В воздухе послышалось странное звучание, похожее на хрипение лошади, которой перервало горло. Хрип превратился в гул. Воздух зазвенел, как надтреснутый церковный колокол, что-то грохнуло сбоку. В первое мгновение показалось мне, что где-то здесь, совсем рядом со мной. Коричневая молния вырвалась из клубов дыма и черной пыли, воздух вздрогнул и упруго, как волна теплой воды, толкнул меня в спину. Когда я открыл глаза, то увидел, что в огороде сухая солома крыши взорванного сарая горит бледным, почти невидимым на солнце огнем.
Второй снаряд разорвался на грядках.
– Слазим, – сказал Чубук, поворачивая ко мне серое, озабоченное лицо. – Слазим, напоролись-таки, кажется, это не жихаревцы, а немцы. На Хамурской – батарея.
Первый, кто попался мне на опушке, – это маленький красноармеец, прозванный Хорьком.
Он сидел на траве и австрийским штыком распарывал рукав окровавленной гимнастерки. Винтовка его с открытым затвором, из-под которого виднелась недовыброшенная стреляная гильза, валялась рядом.
– Немцы! – не отвечая на наш вопрос, крикнул он. – Сейчас сматываемся!
Я сунул ему свою жестяную кружку зачерпнуть воды, чтобы промыть рану, и побежал дальше.
Собственно говоря, окровавленный рукав Хорька и его слова о немцах – это было последнее из того, что мог я впоследствии восстановить по порядку в памяти, вспоминая этот первый настоящий бой. Все последующее я помню хорошо, начиная уже с того момента, когда в овраге ко мне подошел Васька Шмаков и попросил кружку напиться.
– Что это ты в руке держишь? – спросил он.

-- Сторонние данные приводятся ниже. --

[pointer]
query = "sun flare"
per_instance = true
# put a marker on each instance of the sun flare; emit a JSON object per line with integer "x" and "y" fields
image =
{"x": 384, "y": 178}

Я посмотрел и смутился, увидав, что в левой руке у меня крепко зажат большой осколок серого камня. Как и зачем попал ко мне этот камень, я не знал.
– Почему на тебе, Васька, каска надета? – спросил я.
– С немца снял. Дай напиться.
– У меня кружки нет. У Хорька.
– У Хорька? – Тут Васька присвистнул. – Ну, брат, с Хорька не получишь.
– Как – не получишь? Я ему дал воды зачерпнуть.
– Пропала твоя кружка, – усмехнулся Васька, зачерпывая из ручья каской воду. – И кружка пропала, и Хорек пропал.
– Убит?
– До смерти, – ответил Васька, неизвестно чему усмехаясь. – Погиб солдат Хорек во славу красного оружия!
– И чего ты, Васька, всегда зубы скалишь? – рассердился я. – Неужели тебе нисколько Хорька не жалко?
– Мне? – Тут Васька шмыгнул носом и вытер грязной ладонью мокрые губы. – Жалко, брат, и Хорька жалко, и Никишина, и Серегу, да и себя тоже жалко. Мне они, проклятые, тоже вон как руку прохватили.
Он шевельнул плечом, и тут я заметил, что левая рука Васьки перевязана широкой серою тряпкой.
– В мякоть… пройдет, – добавил он. – Жжет только. – Тут он опять шмыгнул носом и, прищелкнув языком, сказал задорно: – Да ведь и то разобрать, за что жалеть-то? Силой нас сюда никто не гнал, значит, сами знали, на што идем, значит, нечего и жалиться!